In a defined population of severe symptomatic aortic stenosis patients who were at low surgical risk, transcatheter aortic valve replacement (TAVR) compared with surgery showed a reduction in death, stroke or cardiovascular (CV) rehospitalisation at 2 years. Between 1 and 2 years, however, TAVR patients experienced more stroke/death events, which resulted in no significant differences between both groups [1].

Prof. Michael Mack (Baylor Scott & White Heart Hospital, USA) presented the 2-year clinical and echocardiographic outcomes of the PARTNER 3 trial for low-risk patients with severe symptomatic aortic stenosis who were treated with the SAPIEN 3 TAVR system compared or surgery. A thousand patients were randomised 1:1 to TAVR and surgery; follow-up was done at 30 days, 6 months, and continuing annually through 10 years. The primary endpoint was a composite of all-cause mortality, stroke, or CV rehospitalisation at 1-year post-procedure. Participants had severe calcific aortic stenosis and low surgical risk; mean age was 73 years, and mean Short-Term Risk Calculator (STS) score was 1.9. At 2 years, 96.5% of participants were available for primary endpoint analysis.

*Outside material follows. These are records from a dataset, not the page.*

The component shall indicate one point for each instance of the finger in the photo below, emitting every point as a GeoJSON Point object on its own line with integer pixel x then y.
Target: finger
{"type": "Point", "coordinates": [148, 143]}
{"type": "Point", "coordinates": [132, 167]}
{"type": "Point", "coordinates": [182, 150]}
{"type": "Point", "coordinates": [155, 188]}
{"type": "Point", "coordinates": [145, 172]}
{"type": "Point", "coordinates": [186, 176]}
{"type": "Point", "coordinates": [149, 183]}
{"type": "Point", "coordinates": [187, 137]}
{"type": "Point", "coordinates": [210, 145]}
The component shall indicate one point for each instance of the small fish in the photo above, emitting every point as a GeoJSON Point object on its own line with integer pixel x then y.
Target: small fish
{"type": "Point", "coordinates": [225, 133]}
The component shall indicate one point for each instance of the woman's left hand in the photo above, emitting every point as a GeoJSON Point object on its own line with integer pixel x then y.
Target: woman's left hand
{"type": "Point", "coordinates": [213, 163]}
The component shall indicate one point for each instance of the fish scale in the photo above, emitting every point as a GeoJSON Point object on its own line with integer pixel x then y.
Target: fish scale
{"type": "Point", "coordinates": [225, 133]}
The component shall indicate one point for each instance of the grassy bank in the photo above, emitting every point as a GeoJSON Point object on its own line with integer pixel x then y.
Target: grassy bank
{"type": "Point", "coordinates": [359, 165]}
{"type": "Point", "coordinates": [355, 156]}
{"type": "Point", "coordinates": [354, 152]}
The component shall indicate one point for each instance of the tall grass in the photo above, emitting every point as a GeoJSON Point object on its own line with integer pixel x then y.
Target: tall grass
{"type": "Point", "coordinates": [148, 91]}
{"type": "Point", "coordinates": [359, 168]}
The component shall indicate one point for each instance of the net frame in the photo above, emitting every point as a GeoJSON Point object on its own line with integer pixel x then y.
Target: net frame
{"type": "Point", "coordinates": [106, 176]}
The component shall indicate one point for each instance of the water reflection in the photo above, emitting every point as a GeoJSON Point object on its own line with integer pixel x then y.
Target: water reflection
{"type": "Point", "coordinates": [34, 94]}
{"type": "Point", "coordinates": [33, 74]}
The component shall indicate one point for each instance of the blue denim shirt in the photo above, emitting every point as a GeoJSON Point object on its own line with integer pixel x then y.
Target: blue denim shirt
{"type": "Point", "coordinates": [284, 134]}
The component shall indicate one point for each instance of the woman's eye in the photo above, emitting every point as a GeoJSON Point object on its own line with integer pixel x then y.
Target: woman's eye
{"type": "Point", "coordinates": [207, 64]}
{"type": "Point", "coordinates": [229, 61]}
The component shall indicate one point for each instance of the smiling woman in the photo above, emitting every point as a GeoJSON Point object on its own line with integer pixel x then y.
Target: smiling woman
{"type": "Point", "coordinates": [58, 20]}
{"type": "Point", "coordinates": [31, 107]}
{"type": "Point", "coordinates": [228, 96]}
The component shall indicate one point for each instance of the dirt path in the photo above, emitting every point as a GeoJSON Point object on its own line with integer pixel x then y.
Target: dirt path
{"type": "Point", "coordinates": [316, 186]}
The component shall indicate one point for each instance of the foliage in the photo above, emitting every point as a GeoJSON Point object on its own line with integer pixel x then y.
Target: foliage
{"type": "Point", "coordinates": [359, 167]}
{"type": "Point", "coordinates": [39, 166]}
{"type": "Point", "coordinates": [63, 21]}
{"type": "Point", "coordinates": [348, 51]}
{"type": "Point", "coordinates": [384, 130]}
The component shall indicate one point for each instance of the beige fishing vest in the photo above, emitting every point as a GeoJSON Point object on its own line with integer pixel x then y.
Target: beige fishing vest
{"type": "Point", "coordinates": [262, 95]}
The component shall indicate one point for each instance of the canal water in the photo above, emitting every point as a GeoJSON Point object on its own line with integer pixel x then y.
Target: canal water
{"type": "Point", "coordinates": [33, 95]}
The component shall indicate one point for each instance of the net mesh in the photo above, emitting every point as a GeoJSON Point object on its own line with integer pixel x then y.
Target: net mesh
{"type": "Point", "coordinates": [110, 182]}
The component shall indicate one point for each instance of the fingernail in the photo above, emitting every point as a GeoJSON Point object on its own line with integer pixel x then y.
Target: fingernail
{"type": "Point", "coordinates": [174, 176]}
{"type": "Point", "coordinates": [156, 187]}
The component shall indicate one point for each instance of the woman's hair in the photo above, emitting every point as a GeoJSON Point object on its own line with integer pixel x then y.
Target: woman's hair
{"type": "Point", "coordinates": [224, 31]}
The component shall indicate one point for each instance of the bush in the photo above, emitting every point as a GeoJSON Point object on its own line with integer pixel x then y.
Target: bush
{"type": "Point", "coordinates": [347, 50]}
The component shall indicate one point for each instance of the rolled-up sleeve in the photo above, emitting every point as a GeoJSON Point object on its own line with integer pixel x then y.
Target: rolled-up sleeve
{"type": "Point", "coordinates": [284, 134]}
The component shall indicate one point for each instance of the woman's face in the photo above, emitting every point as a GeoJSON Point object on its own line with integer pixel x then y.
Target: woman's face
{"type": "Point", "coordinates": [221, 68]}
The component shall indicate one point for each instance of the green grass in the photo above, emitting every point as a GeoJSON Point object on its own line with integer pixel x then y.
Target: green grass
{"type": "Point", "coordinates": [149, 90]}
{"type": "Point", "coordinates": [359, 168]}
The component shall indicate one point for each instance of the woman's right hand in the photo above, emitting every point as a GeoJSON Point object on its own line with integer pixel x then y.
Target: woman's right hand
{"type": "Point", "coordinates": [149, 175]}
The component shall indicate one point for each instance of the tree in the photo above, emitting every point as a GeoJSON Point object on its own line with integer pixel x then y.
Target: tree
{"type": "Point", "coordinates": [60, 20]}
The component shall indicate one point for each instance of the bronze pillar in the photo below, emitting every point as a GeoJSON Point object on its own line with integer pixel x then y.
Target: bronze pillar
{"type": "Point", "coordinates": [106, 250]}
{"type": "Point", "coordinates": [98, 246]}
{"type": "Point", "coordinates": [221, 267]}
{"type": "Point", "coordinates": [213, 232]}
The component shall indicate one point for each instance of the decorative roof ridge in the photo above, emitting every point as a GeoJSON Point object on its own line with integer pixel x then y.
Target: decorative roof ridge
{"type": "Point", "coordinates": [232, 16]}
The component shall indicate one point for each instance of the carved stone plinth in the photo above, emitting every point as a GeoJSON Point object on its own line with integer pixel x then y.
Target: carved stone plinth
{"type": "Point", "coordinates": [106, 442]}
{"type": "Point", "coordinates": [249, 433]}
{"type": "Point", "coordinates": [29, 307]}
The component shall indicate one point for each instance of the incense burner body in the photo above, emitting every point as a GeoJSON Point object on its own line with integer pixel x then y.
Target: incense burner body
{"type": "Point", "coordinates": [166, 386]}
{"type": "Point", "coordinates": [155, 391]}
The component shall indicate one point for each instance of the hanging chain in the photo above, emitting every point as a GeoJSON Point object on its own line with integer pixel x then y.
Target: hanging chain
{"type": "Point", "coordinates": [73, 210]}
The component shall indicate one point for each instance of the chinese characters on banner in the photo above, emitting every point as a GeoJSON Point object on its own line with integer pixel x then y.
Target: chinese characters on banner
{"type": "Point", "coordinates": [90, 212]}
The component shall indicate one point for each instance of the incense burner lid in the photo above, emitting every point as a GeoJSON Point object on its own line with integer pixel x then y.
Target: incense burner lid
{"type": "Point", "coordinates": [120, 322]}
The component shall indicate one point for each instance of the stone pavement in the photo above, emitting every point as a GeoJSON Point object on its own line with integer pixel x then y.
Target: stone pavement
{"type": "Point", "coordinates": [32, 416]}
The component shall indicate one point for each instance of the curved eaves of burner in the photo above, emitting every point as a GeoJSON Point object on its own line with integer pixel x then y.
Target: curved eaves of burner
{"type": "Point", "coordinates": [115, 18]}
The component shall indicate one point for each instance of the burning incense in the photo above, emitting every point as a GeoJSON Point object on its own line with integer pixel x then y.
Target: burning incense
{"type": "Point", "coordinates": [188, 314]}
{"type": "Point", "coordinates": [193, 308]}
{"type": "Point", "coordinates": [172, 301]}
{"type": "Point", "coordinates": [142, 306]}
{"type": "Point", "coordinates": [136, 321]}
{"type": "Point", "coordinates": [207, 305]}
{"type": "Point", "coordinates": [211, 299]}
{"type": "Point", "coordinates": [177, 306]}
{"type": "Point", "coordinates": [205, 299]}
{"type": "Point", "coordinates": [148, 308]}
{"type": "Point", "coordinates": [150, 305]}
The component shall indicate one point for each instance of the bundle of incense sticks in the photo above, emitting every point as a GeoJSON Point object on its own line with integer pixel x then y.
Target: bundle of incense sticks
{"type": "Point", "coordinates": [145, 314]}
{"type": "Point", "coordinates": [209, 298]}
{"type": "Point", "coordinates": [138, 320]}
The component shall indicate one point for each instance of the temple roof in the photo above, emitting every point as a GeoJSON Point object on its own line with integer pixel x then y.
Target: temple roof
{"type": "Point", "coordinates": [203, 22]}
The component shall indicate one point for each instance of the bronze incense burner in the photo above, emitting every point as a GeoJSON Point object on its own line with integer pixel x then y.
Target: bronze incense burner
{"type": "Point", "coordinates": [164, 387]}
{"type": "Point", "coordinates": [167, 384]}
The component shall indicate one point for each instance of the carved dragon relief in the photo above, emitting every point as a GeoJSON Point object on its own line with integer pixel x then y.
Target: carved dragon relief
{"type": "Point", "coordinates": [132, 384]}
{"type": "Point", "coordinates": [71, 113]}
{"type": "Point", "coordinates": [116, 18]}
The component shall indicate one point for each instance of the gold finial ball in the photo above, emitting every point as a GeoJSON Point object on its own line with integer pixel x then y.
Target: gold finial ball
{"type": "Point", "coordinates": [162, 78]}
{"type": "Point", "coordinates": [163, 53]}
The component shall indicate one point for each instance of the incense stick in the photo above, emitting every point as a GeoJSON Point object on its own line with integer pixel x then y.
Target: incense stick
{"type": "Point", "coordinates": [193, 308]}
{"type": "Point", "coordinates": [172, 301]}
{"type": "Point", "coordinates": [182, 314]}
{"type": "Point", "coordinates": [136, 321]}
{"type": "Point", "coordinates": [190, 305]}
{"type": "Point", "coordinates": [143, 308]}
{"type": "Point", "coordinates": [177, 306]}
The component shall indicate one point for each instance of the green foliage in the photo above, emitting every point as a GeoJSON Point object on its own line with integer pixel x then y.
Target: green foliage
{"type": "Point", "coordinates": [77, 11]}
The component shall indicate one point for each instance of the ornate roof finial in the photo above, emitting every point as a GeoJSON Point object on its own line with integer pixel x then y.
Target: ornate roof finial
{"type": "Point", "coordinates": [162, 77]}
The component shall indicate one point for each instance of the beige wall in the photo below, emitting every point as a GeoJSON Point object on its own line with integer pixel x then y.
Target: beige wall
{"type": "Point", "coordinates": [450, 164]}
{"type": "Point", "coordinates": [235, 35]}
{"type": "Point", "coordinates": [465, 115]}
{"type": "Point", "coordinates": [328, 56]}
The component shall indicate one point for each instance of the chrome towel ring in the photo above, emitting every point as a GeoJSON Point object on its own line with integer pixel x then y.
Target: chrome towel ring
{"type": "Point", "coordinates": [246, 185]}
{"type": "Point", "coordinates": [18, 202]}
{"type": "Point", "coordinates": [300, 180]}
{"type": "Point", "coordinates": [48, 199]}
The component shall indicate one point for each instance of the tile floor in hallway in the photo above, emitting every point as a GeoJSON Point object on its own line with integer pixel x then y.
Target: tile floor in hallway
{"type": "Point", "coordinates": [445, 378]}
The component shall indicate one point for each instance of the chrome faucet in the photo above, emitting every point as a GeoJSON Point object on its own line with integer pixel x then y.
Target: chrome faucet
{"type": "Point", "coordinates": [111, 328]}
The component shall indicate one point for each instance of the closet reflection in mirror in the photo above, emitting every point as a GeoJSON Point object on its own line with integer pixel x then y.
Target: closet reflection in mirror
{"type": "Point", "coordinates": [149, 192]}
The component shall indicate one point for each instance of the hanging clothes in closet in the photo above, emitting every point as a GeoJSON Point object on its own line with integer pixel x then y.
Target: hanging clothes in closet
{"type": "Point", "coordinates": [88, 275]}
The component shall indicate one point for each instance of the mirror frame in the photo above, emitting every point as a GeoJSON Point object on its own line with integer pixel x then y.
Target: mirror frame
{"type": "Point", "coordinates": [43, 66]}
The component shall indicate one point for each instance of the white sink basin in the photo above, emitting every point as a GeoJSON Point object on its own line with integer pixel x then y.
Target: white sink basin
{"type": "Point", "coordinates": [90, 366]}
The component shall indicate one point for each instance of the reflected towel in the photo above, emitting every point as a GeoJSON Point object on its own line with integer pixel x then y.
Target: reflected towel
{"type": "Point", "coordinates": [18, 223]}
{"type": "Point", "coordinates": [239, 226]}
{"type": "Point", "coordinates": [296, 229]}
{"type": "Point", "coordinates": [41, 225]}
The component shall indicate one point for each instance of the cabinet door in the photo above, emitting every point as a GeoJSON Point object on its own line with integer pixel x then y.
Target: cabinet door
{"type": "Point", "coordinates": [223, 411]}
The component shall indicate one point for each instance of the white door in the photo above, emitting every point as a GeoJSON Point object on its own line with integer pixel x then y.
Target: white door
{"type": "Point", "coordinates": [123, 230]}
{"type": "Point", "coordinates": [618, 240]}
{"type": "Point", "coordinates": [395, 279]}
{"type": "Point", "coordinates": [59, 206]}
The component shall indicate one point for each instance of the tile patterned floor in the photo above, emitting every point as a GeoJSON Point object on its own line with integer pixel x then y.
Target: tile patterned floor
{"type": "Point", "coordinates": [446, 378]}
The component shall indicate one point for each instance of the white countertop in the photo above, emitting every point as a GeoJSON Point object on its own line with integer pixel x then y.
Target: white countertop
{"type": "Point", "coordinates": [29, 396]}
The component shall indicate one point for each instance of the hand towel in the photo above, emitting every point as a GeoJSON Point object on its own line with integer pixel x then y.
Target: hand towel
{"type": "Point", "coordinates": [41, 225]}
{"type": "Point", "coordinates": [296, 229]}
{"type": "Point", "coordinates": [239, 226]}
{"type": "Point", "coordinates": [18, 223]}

At 1 year, the primary endpoint occurred in 15.6% of surgery patients and in 8.5% of TAVR patients. This was 17.4% versus 11.5%, respectively, at 2 years. Death at 1 year occurred in 2.5% of surgery patients versus 1.0% of TAVR patients at 1 year; at 2 years, this was 3.2% and 2.4%, respectively. The rates for stroke at 1 year were 3.3% and 1.2%, respectively, and 3.6% versus % at 2 years. At 2 years, 2.6% of TAVR patients had valve thrombosis versus 0.7% of surgery patients (P=0.02).

Limitations of the study included that the results only apply to the enrolled selected population, which excluded a large number of patients. Also, there was less follow-up data available in the surgical group as more patients withdrew from the study. Finally, it was pointed out that valve thrombosis definitions by VARC 2 criteria are outdated and may be exaggerated by recent CT imaging leaflet thickening studies, and that results reflect only 2-year outcomes, which makes long-term assessment of structural valve deterioration necessary.

  1. Leon MB, et al. Two-year Clinical And Echocardiographic Outcomes From The Partner 3 Low-risk Randomized Trial. Abstract 405-16. ACC/WCC 28-30 March 2020.